GithubHelp home page GithubHelp logo

grseb9s / sbnet Goto Github PK

View Code? Open in Web Editor NEW

This project forked from uber-research/sbnet

0.0 2.0 0.0 141 KB

Sparse Blocks Networks

License: Other

Python 66.10% Shell 0.15% Makefile 0.57% C++ 25.78% C 1.31% Cuda 6.09%

sbnet's Introduction

Sparse Blocks Network (SBNet)

This repository releases code for our paper SBNet: Sparse Blocks Network for Fast Inference.

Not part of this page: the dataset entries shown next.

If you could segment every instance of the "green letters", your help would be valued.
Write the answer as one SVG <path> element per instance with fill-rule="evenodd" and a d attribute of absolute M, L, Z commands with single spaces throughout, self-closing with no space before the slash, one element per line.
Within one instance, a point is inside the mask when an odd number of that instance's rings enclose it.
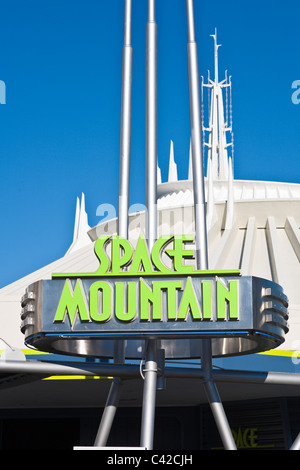
<path fill-rule="evenodd" d="M 161 260 L 161 252 L 163 251 L 164 247 L 170 243 L 170 240 L 172 240 L 173 235 L 166 237 L 162 236 L 160 237 L 157 242 L 154 244 L 152 253 L 151 253 L 151 258 L 158 269 L 159 272 L 169 274 L 172 273 L 173 271 L 169 268 L 167 268 L 164 263 Z"/>
<path fill-rule="evenodd" d="M 137 305 L 136 305 L 136 283 L 135 282 L 128 282 L 127 287 L 127 297 L 128 297 L 128 311 L 127 313 L 124 312 L 126 310 L 125 302 L 125 286 L 123 282 L 116 282 L 116 295 L 115 295 L 115 312 L 116 317 L 118 320 L 121 321 L 132 321 L 135 318 Z"/>
<path fill-rule="evenodd" d="M 143 270 L 141 271 L 141 267 Z M 145 274 L 153 273 L 148 247 L 144 237 L 140 236 L 135 250 L 135 254 L 130 267 L 130 274 L 144 272 Z"/>
<path fill-rule="evenodd" d="M 95 242 L 94 252 L 99 260 L 99 267 L 95 272 L 85 273 L 53 273 L 52 278 L 91 278 L 113 276 L 176 276 L 187 275 L 240 275 L 240 271 L 198 271 L 192 265 L 186 264 L 186 260 L 194 259 L 194 251 L 185 249 L 185 244 L 192 243 L 192 235 L 162 235 L 151 250 L 148 250 L 147 240 L 141 233 L 136 249 L 134 250 L 129 240 L 116 235 L 102 235 Z M 171 244 L 172 248 L 168 248 Z M 166 255 L 170 258 L 172 266 L 164 263 Z M 124 269 L 126 268 L 126 269 Z"/>
<path fill-rule="evenodd" d="M 120 245 L 116 245 L 119 246 Z M 130 256 L 120 258 L 121 263 Z M 141 258 L 139 258 L 141 259 Z M 185 282 L 185 284 L 184 284 Z M 73 328 L 80 322 L 205 322 L 238 320 L 238 280 L 230 280 L 228 288 L 219 279 L 152 280 L 151 277 L 128 282 L 106 280 L 89 283 L 89 293 L 77 279 L 74 291 L 65 281 L 54 322 L 64 323 L 68 316 Z M 89 295 L 88 295 L 89 294 Z M 89 300 L 89 302 L 88 302 Z M 189 315 L 191 318 L 189 318 Z M 77 328 L 77 326 L 76 326 Z"/>
<path fill-rule="evenodd" d="M 150 320 L 149 306 L 152 304 L 152 320 L 161 320 L 161 291 L 158 283 L 153 282 L 152 289 L 140 281 L 140 317 L 141 320 Z"/>
<path fill-rule="evenodd" d="M 202 282 L 203 320 L 211 320 L 211 282 Z"/>
<path fill-rule="evenodd" d="M 100 275 L 100 274 L 105 274 L 109 269 L 110 262 L 105 252 L 105 245 L 108 243 L 109 239 L 110 237 L 107 237 L 107 236 L 99 237 L 95 243 L 95 247 L 94 247 L 95 255 L 100 261 L 100 266 L 98 270 L 95 272 L 95 276 Z"/>
<path fill-rule="evenodd" d="M 192 242 L 191 235 L 175 235 L 174 236 L 174 249 L 166 250 L 169 256 L 174 258 L 174 270 L 181 274 L 190 274 L 194 271 L 193 266 L 183 266 L 182 260 L 184 258 L 191 259 L 194 257 L 193 250 L 185 250 L 184 243 Z"/>
<path fill-rule="evenodd" d="M 64 322 L 66 312 L 69 315 L 71 326 L 73 326 L 76 313 L 80 317 L 81 321 L 89 321 L 88 309 L 86 305 L 85 295 L 82 291 L 82 284 L 80 280 L 77 280 L 74 293 L 71 292 L 71 284 L 67 279 L 64 285 L 64 289 L 61 294 L 61 298 L 56 310 L 55 322 Z"/>
<path fill-rule="evenodd" d="M 121 271 L 121 268 L 127 266 L 131 261 L 133 249 L 129 241 L 124 238 L 113 237 L 111 252 L 111 272 L 118 274 Z"/>
<path fill-rule="evenodd" d="M 99 313 L 99 294 L 102 295 L 102 312 Z M 107 282 L 98 281 L 90 287 L 90 315 L 96 322 L 105 322 L 111 316 L 111 287 Z"/>
<path fill-rule="evenodd" d="M 199 304 L 190 277 L 187 278 L 182 294 L 177 320 L 185 320 L 189 311 L 194 320 L 201 320 Z"/>
<path fill-rule="evenodd" d="M 225 320 L 226 302 L 229 304 L 229 320 L 238 320 L 238 281 L 229 281 L 229 290 L 217 280 L 217 318 Z"/>

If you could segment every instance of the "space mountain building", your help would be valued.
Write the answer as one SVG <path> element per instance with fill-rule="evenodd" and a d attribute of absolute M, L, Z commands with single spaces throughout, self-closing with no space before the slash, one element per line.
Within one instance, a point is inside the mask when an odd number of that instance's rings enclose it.
<path fill-rule="evenodd" d="M 289 449 L 300 431 L 300 184 L 235 179 L 231 80 L 227 74 L 219 80 L 217 34 L 213 37 L 214 77 L 201 83 L 202 94 L 210 103 L 207 112 L 202 109 L 208 267 L 240 270 L 242 276 L 279 284 L 288 298 L 289 313 L 285 341 L 277 348 L 231 356 L 224 343 L 213 365 L 237 448 Z M 166 182 L 158 168 L 158 237 L 195 233 L 192 149 L 186 157 L 186 180 L 178 179 L 172 141 Z M 145 213 L 131 213 L 128 239 L 132 245 L 144 229 Z M 77 199 L 73 241 L 67 252 L 0 290 L 0 449 L 93 445 L 112 380 L 101 366 L 111 358 L 105 354 L 64 356 L 24 345 L 28 323 L 21 323 L 20 301 L 29 285 L 50 280 L 53 273 L 95 272 L 99 265 L 96 241 L 117 231 L 117 218 L 89 226 L 82 194 Z M 197 354 L 193 359 L 188 341 L 180 340 L 180 348 L 178 359 L 167 351 L 166 367 L 180 364 L 189 373 L 180 378 L 170 373 L 157 392 L 154 448 L 220 449 L 222 442 L 201 379 L 193 375 L 199 359 Z M 130 360 L 130 354 L 127 357 L 133 366 L 143 359 L 142 352 L 135 360 Z M 30 368 L 14 372 L 5 369 L 10 361 L 39 361 L 45 367 L 39 373 L 31 373 Z M 63 373 L 59 368 L 55 372 L 55 364 L 70 365 L 72 361 L 77 367 L 73 373 L 67 366 Z M 239 382 L 228 375 L 226 380 L 222 371 L 228 370 L 252 371 L 253 378 L 249 374 L 249 380 Z M 287 374 L 286 380 L 276 380 L 277 373 L 280 377 Z M 137 445 L 142 382 L 134 374 L 124 380 L 110 445 Z"/>

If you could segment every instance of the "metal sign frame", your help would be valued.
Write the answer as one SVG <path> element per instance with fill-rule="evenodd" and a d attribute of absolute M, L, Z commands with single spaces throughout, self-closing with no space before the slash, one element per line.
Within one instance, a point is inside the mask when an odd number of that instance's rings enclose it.
<path fill-rule="evenodd" d="M 282 288 L 250 276 L 44 280 L 27 288 L 22 306 L 28 346 L 82 356 L 113 357 L 111 343 L 121 339 L 129 340 L 125 356 L 140 359 L 137 340 L 147 338 L 165 340 L 168 359 L 183 357 L 176 339 L 197 338 L 213 339 L 213 357 L 235 356 L 276 348 L 288 331 Z"/>

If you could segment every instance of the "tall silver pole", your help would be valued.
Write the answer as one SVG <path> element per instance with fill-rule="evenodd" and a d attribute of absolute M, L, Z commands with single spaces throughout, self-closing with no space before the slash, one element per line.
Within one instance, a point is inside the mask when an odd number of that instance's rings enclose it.
<path fill-rule="evenodd" d="M 194 214 L 197 269 L 208 269 L 207 229 L 205 210 L 204 162 L 201 138 L 201 107 L 198 51 L 195 37 L 193 0 L 186 0 L 188 25 L 188 71 L 190 92 L 190 124 L 193 164 Z"/>
<path fill-rule="evenodd" d="M 190 123 L 193 163 L 194 214 L 196 233 L 197 269 L 208 269 L 207 227 L 204 187 L 204 161 L 201 139 L 201 106 L 199 87 L 198 50 L 195 35 L 194 3 L 186 0 L 188 28 L 188 72 L 190 95 Z M 216 425 L 225 449 L 236 449 L 234 439 L 227 421 L 217 387 L 212 377 L 211 340 L 201 341 L 201 364 L 205 371 L 204 387 L 214 415 Z"/>
<path fill-rule="evenodd" d="M 155 0 L 148 0 L 146 31 L 146 237 L 157 238 L 157 25 Z"/>
<path fill-rule="evenodd" d="M 146 30 L 146 238 L 149 250 L 157 239 L 157 25 L 155 0 L 148 0 Z M 157 383 L 157 343 L 145 344 L 145 381 L 141 447 L 153 449 Z"/>
<path fill-rule="evenodd" d="M 120 169 L 118 233 L 128 239 L 130 197 L 130 151 L 131 151 L 131 107 L 132 107 L 132 46 L 131 46 L 132 0 L 125 0 L 124 45 L 122 54 L 122 92 L 120 129 Z M 116 361 L 125 360 L 125 342 L 116 345 Z"/>
<path fill-rule="evenodd" d="M 125 0 L 124 45 L 122 57 L 121 129 L 120 129 L 120 173 L 118 232 L 128 238 L 128 211 L 130 187 L 131 147 L 131 101 L 132 101 L 132 47 L 131 47 L 132 0 Z"/>
<path fill-rule="evenodd" d="M 119 208 L 118 233 L 128 239 L 128 212 L 130 189 L 130 150 L 131 150 L 131 101 L 132 101 L 132 47 L 131 47 L 132 0 L 125 0 L 124 12 L 124 44 L 122 54 L 122 91 L 121 91 L 121 125 L 120 125 L 120 174 L 119 174 Z M 125 342 L 116 341 L 114 362 L 125 361 Z M 109 433 L 117 411 L 121 394 L 121 379 L 114 379 L 94 446 L 103 447 L 107 443 Z"/>

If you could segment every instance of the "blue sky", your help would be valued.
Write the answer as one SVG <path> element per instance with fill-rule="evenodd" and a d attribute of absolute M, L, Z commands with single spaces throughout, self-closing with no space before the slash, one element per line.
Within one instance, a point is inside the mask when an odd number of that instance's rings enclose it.
<path fill-rule="evenodd" d="M 189 100 L 185 0 L 157 0 L 158 160 L 165 181 L 170 139 L 187 177 Z M 298 0 L 194 0 L 199 72 L 233 82 L 235 177 L 300 183 Z M 133 0 L 131 203 L 144 202 L 146 0 Z M 89 224 L 117 207 L 123 0 L 2 2 L 0 80 L 0 287 L 63 256 L 76 197 Z"/>

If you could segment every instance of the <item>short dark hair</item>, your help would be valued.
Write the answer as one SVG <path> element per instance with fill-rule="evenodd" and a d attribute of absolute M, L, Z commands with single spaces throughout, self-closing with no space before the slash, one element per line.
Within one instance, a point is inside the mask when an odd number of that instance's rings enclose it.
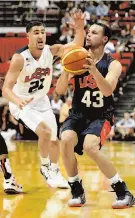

Please refer to our blog post for more context.

This repository contains

  1. a TensorFlow custom operations library that implements SBNet,
  2. a Python implementation of sparse ResNet blocks, and
  3. a benchmark for performance comparison with Submanifold Sparse Convolutional Networks.

Prerequisites

Installation was tested under Ubuntu 14.04 and 16.04 with TensorFlow 1.2, cuDNN 6.0 and cuDNN 5.0. Note that since by default Tensorflow 1.2 comes with cuDNN 5.0, we used a custom build to upgrade to a more recent version so we could compare with PyTorch implementation using the same version of cuDNN). Tensorflow 1.4 currently has a build issue with custom ops, so when compiling for 1.4 you may need to follow some suggestions from this thread.

Hardware requirements

Code was tested on and compiled for NVIDIA CUDA Pascal 6.1 architecture (Titan XP, GTX 1080Ti, GTX 1080). To compile for Maxwell or your preferred architecture please modify the Makefile and add the corresponding line, such as -gencode arch=compute_52,code=sm_52 for older cards such as GTX980. Please refer to CUDA Wikipedia page to lookup the architecture code for your graphics card.

Setup

To build a release version of the library, run

cd sbnet_tensorflow/sbnet_ops && make

To run tests:

cd sbnet_tensorflow/sbnet_ops && make test

The library will be built in sbnet_tensorflow/sbnet_ops/build/libsbnet.so and symlinked to sbnet_tensorflow/sbnet_ops/libsbnet.so. To import the library into your TensorFlow Python code use the following command:

sbnet_module = tf.load_op_library('path_to_library/libsbnet.so')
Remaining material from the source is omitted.